We are extremely lucky to be where we are, when we are. But as you will know if you've watched the career of big lottery winners, scoring big-time and being made aware of it don't always lend themselves to living happily ever after.
The Bushites would have you believe that Golden Age II ended with September 11, starting a generation(s)-long GWOT, also known as “the Long War” (see the "Appendix" for recent chronology from the "stoner" perspective). Of course, we here still living innit know that isn’t true: we’ve been told we must undergo “treatment” for our “addiction to oil”, but we haven’t got a space open yet for our chosen rehab unit. We may or may not emerge from our Golden Coma this year (hint: it only partly depends on the voters; the rest is just the vicissitudes of the House’s electoral roulette wheel, tricked up as it has been by both parties), or we may stagger on through the apocalypse we now call the 2008 elections to the inauguration of our chosen anti-Bushite.
James Howard Kunstler would call the current age, which he also believes will be extended for decades, The Long Emergency.
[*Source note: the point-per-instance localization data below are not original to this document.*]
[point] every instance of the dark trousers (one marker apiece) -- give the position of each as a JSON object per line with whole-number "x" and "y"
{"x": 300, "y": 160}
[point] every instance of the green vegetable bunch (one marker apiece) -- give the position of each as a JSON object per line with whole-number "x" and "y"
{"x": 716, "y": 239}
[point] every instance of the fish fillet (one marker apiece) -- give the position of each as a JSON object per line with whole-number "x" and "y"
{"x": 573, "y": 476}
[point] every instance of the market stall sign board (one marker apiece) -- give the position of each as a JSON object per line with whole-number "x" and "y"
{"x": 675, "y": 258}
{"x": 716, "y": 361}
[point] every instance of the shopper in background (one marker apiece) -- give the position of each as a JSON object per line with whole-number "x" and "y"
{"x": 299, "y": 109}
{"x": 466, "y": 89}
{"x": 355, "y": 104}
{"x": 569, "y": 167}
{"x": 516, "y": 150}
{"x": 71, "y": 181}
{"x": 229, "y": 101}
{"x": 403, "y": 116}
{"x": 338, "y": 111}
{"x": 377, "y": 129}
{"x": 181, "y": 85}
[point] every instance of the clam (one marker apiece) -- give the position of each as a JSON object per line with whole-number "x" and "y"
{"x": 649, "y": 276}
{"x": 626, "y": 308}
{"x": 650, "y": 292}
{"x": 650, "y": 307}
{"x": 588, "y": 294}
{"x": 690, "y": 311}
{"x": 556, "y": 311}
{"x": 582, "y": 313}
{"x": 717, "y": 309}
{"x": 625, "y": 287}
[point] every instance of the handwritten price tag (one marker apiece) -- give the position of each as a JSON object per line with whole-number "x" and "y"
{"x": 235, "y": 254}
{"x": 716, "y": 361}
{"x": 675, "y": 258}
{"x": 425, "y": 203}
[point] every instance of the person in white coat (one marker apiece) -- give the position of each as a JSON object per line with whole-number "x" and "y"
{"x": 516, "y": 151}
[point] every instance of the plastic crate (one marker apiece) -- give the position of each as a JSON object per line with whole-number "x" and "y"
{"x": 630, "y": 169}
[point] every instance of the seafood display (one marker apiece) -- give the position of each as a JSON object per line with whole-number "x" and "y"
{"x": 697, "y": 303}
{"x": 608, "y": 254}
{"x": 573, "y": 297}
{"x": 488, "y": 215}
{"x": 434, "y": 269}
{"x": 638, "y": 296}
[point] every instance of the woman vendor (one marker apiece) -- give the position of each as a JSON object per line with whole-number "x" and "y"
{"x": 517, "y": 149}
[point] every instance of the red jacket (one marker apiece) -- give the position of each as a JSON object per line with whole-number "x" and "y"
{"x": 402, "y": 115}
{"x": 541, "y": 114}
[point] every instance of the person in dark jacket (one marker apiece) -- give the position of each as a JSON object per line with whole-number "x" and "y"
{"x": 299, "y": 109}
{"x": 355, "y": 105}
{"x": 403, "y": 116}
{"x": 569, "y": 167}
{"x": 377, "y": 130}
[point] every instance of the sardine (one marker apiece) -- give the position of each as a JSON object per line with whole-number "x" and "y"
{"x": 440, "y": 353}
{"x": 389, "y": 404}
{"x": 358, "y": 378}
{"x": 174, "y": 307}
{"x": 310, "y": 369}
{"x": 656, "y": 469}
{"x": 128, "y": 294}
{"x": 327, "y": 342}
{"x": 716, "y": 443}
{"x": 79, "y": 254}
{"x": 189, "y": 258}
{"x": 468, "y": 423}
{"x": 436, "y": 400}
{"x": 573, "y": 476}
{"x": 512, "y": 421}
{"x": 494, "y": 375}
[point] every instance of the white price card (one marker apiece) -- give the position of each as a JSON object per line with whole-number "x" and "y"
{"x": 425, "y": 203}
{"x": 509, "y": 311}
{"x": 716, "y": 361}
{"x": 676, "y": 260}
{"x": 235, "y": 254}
That's the title of the book, and the current age starts from the peak of world oil production, which may have already occurred in 2005, but if not, it will certainly occur soon.
Kunstler starts with some premises that are incontrovertible, such as the fact that there must be a peak, then a decline, in world oil production, starting pretty darn quick. Another is that the era of cheap fossil fuel energy is ending, and that many of the technological and engineering miracles of the recent era were in large part due to those cheap fossil fuels. He ties in global warming quite well to the developing emergency due to decline in oil availability, pointing out accurately that many of the touted solutions to perpetuate the fossil fuel era would compound the impending global climate change disaster. Logically, he remains on solid ground by debunking the market argument; all the market forces in the world cannot change the laws of physics.
He reaches, though, to prove that none of the alternatives are feasible. It is a difficult argument that no alternative can work: he has to prove that each and every possible new source is either limited in supply, unworkable, or too far away in time to relieve the gathering storm. Further, that a combination of these alternatives can't sustain our lifestyle.
He goes on to predict that globalization will end, that suburbia in all its manifestations will collapse, and that a global famine will result, with viable society reduced to small towns and small farms, isolated.
I think that in his zeal to give his jeremiad maximum urgency, he has undermined his strong initial arguments. He makes us want to "gargle with razor blades" in despair (his phrase), instead of mobilizing people to do something smart to avoid the decline into barbarism.
First, if we are just now reaching our peak of oil production, then there are still a trillion or so barrels of oil products yet to be consumed. There's plenty left, if we can be intelligent about using them according to a plan. Some uses are indefensible and must be abandoned, others (plastics and other chemicals, production of electricity) need to be preserved. He makes a very telling point that America needs to invest now in electrified railways, but doesn't seem to believe that it will happen (as it did in most of the rest of the developed world).
When it comes to personal road transportation, a very plausible alternative is emerging in terms of plug-in hybrid technology, and it seems likely that future energy transmission will be through the electrical grid. This, like the hybrids themselves, is an energy-consuming system that is characterized by flexibility (in the means of generating power) and efficiency.
I think Kunstler is motivated in part by geographical ignorance and bias. One clear takeaway is that he despises suburban sprawl and has a desire to see it end. OK, but do the dying industrial towns of the Northeast really have an advantage in the hypothetical localized economy of the future over the green exurbs? We already see that the jobs are moving to the suburbs, and not just the service McJobs of fast foods, gas stations, highway and single-family home construction.
I'll buy that some of the big cities based on sprawl and massive car commuting are in danger from the end of cheap gasoline. This will be exacerbated in this part of the country when water supplies dry up as a byproduct of global climate change and the exhaustion of aquifers. However, there are efforts to make sustainability part of the culture of the Southwest, too. There is also a source of energy which is practically limitless, totally renewable, and the potential of which has not been even slightly exploited to its full extent: solar energy. Apart from the expanded use of passive solar energy to heat homes, buildings, and water use, I actually think there is a technological fix, which will come from improved photoelectric energy capabilities; it's probably about a generation away.
In thinking about the book and the world he envisions, I thought of a late Talking Heads song off "Naked"--a fantastic album. "Nothing but Flowers" envisions a world where all the shopping malls and fast food restaurants have been replaced by daisies and farms. The perspective of the lyrics is nostalgia for the lost parking lots, etc. It seemed pretty outlandish, and I was never sure whether it was sarcastic. Surely, there will be some parts of our automobile-driven culture that we may miss (if Kunstler is right), but like him, I think history will look back on this period as a strange, perhaps necessary, phase of society's development, characterized by bizarre behavior on a massive scale and leading, unfortunately, only to its own exhaustion. Which is not to say that we will lose our technology, that the arts of this period will be totally denigrated, or that we will revert to near barbarism, either. I'm thinking more "Childhood's End".